Visiting international guest speaker, A/Prof Kyriaki Michailidou, Biostatistics Unit Lead at the Cyprus Institute of Neurology and Genetics, will present her work evaluating fine-mapping strategies for breast cancer risk.
More than 300 gene changes associated with breast cancer susceptibility have been identified by genome-wide association studies (GWAS). However, due to complex patterns - known as linkage disequilibrium (LD) - these genes are often proxies, rather than disease-causing. Fine mapping aims to resolve this by identifying variants - changes in the DNA - that are more likely causal.
A/Prof Michailidou's presentation will share her work comparing summary-based methods against raw data approaches. Using data from large breast cancer cohorts and population biobanks, A/Prof Michailidou will share how analytic choices, modelling and functional annotation can influence downstream findings.
This presentation is supported by MyBrisk and Genetic Epidemiology Research Alliance, two Centres of Research Excellence funded by the NHMRC.
A/Prof Michailidou's research focuses on deciphering the genetic architecture of breast cancer through the integration of large-scale genomic and population-based data. She has played a leading role in international consortia to identify common susceptibility loci through genome-wide association studies (GWAS), contributing to the discovery of numerous risk variants.
Her work extends to fine mapping and functional annotation, with the goal of resolving GWAS signals to identify likely causal variants.
In addition to common variant research, A/Prof Michailidou focuses on the clinical classification of variants of uncertain significance (VUS) in high- and moderate-risk breast and ovarian cancer susceptibility genes. Her research involves developing and applying statistical methods to large case–control datasets, evaluating the role of tumour histopathology in variant interpretation, and identifying “atypical risk” variants—those that confer risk profiles differing from typical pathogenic variants in the same gene.

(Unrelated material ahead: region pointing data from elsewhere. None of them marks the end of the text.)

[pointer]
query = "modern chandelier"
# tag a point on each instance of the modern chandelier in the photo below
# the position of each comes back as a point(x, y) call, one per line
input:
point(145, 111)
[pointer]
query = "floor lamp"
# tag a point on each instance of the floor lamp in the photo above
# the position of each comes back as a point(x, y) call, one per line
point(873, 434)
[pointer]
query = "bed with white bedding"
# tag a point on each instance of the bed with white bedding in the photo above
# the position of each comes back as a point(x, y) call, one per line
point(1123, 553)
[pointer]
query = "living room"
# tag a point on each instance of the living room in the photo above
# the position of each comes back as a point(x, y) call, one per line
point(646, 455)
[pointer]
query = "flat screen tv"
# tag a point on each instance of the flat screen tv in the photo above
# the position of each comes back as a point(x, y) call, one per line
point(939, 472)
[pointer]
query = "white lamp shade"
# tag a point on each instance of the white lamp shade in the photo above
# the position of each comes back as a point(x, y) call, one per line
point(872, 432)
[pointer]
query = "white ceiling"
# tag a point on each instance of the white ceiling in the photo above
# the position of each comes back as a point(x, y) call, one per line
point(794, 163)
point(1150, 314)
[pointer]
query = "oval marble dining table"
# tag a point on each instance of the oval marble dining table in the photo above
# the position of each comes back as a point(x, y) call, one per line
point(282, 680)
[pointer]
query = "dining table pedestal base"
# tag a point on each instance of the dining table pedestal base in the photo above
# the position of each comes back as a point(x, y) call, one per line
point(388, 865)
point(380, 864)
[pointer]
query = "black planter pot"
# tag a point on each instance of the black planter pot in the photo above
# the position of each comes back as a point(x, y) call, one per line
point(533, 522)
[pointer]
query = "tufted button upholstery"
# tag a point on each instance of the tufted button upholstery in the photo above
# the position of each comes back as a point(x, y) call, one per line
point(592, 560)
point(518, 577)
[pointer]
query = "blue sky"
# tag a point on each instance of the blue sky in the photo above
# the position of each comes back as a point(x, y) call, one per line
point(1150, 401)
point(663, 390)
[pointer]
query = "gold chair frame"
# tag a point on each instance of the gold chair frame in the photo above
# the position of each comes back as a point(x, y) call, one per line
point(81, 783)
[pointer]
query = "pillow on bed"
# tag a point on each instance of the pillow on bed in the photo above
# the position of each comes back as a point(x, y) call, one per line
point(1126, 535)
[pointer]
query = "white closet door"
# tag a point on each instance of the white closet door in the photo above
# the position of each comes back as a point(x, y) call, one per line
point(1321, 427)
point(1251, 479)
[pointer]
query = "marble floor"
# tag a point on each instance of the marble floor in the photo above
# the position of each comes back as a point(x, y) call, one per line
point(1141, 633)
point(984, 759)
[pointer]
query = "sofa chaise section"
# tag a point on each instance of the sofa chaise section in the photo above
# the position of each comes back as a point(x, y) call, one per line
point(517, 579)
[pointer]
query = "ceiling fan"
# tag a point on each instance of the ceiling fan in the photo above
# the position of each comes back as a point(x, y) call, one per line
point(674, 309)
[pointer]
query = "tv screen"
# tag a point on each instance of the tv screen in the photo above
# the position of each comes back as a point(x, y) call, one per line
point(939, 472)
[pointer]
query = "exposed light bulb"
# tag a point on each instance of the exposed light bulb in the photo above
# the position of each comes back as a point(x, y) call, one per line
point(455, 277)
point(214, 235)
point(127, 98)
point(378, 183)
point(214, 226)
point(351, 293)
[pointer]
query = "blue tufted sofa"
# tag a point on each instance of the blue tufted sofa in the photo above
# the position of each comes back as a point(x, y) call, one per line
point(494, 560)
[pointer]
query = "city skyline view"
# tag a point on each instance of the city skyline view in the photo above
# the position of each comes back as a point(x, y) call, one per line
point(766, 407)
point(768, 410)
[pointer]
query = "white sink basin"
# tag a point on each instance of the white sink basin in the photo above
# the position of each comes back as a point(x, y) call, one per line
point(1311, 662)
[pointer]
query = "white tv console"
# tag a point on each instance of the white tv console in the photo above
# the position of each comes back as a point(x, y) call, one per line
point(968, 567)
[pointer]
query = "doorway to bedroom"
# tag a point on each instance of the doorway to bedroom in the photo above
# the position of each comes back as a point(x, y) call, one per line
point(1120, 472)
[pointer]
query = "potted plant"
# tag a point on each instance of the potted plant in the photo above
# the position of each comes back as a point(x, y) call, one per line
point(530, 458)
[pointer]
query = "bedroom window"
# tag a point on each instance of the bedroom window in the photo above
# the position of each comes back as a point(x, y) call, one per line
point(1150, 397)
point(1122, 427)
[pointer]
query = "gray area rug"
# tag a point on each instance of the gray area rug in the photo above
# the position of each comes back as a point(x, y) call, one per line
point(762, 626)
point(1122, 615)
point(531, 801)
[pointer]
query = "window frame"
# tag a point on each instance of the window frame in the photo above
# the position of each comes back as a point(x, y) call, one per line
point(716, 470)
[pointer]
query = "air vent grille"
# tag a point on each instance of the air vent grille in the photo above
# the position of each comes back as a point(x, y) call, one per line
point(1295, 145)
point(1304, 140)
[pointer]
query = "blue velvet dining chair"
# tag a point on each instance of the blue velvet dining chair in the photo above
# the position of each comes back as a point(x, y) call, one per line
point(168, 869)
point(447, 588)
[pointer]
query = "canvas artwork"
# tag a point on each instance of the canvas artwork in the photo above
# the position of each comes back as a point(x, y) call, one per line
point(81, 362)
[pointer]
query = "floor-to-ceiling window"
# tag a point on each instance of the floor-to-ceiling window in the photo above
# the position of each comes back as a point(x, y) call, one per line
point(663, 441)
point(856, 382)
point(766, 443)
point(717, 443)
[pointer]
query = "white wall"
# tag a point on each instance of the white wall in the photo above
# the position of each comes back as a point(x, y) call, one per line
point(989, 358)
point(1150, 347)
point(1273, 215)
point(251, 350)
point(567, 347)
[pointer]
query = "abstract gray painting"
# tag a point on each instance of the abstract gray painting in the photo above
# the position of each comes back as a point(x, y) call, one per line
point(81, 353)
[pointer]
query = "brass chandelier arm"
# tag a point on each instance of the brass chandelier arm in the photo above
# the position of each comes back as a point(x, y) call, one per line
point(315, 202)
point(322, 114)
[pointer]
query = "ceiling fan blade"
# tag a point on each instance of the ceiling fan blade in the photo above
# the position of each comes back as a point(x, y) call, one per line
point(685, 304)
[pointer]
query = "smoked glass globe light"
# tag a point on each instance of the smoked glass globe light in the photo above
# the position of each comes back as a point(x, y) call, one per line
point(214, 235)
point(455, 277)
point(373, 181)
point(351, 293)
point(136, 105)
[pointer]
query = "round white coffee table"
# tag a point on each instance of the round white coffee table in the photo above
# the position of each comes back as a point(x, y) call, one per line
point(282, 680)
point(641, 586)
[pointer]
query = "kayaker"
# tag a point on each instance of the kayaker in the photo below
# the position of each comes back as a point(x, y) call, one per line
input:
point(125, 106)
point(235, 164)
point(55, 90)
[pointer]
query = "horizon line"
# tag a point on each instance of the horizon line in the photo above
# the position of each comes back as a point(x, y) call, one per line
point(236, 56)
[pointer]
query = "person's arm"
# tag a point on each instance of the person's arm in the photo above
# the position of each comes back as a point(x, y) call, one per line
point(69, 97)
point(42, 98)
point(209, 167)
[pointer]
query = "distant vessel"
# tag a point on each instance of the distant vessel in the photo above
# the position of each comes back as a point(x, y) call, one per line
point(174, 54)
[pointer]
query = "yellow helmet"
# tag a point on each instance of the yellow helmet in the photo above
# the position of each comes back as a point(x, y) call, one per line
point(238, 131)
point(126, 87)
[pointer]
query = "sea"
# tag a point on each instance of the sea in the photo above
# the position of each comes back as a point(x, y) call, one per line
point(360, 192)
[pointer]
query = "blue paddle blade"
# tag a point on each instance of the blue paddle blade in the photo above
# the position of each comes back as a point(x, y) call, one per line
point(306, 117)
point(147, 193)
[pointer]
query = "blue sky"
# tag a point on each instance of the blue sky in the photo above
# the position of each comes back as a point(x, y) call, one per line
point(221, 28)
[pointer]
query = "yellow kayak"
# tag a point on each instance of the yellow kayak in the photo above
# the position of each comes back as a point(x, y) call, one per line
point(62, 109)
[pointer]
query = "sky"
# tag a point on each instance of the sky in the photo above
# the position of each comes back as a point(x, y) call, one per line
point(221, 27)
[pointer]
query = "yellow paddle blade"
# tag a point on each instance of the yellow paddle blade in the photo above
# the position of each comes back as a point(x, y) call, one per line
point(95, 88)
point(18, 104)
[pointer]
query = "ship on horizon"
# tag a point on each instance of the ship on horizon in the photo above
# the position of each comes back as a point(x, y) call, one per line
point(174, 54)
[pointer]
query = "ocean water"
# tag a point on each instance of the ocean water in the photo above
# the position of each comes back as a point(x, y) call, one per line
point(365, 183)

Distinguished Professor Melissa Southey, is a Molecular Geneticist, Founding Fellow of the Faculty of Science, Royal College of Pathologists of Australasia and an NHMRC L3 Investigator Fellow.
Professor Southey’s research program has a population-based focus that has been pivotal to the establishment of large genetic epidemiological research resources that are now addressing key questions in human health and disease.
Professor Southey is best known for her work with multiple-case cancer families and heritable risk factors that has provided the evidence base for best practice guidelines for the clinical management of individuals at high risk of the disease.